There's pretty much only one reason you can't reasonably do this, and that is that you generally get your textures from either Content.Load<Texture2D>
or Texture2D.FromStream
.
Both of these methods return Texture2D
. To get a child class involves either an expensive copy operation, or overcomplicated changes to the content pipeline to get it to return your child class instead.
If this were not the case, then a child class wouldn't be unreasonable. Object composition (as suggested in both Roy T and Blau's answers) is a good alternative.

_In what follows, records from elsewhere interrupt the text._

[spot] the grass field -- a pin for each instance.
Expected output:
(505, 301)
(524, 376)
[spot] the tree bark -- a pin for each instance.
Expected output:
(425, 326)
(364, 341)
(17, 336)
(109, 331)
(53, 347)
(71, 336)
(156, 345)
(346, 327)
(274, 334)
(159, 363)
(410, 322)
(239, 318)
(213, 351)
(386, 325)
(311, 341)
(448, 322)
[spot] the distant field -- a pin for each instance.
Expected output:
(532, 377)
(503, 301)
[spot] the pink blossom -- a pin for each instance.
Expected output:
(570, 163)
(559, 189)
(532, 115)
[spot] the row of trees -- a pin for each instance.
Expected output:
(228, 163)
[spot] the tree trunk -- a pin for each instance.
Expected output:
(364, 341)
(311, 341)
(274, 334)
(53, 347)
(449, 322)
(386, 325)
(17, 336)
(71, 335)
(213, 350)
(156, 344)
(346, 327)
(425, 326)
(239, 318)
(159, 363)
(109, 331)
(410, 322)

In fact, object composition can be better. It allows you to share a single texture between many sprite objects (something you can't do easily with inheritance). This is useful for, for example, having different sprite objects refer to individual sprites that are on a single texture atlas.
Although, in the majority of cases you will find that you have either:
- Standard defaults: scale of 1, a rotation of 0, a colour of White, and an origin at some fixed point, like the top left (
Vector2.Zero
) or centre (new Vector2(tex.Width/2, tex.Height/2)
)
- Code-derived values. For example: you might animate the rotation of your player sprite, or the scale and opacity of an explosion sprite. (Or have a fixed colour per-team, for example.)
Or some combination of the above two. And in these cases you should pass either the constant or the result of your animation calculation directly to SpriteBatch.Draw
.
It's quite unusual to have many different, fixed-per-sprite values for rotation, scale and colour. A better argument could be made for storing per-sprite source-rectangle and origin, though (useful for a texture atlas).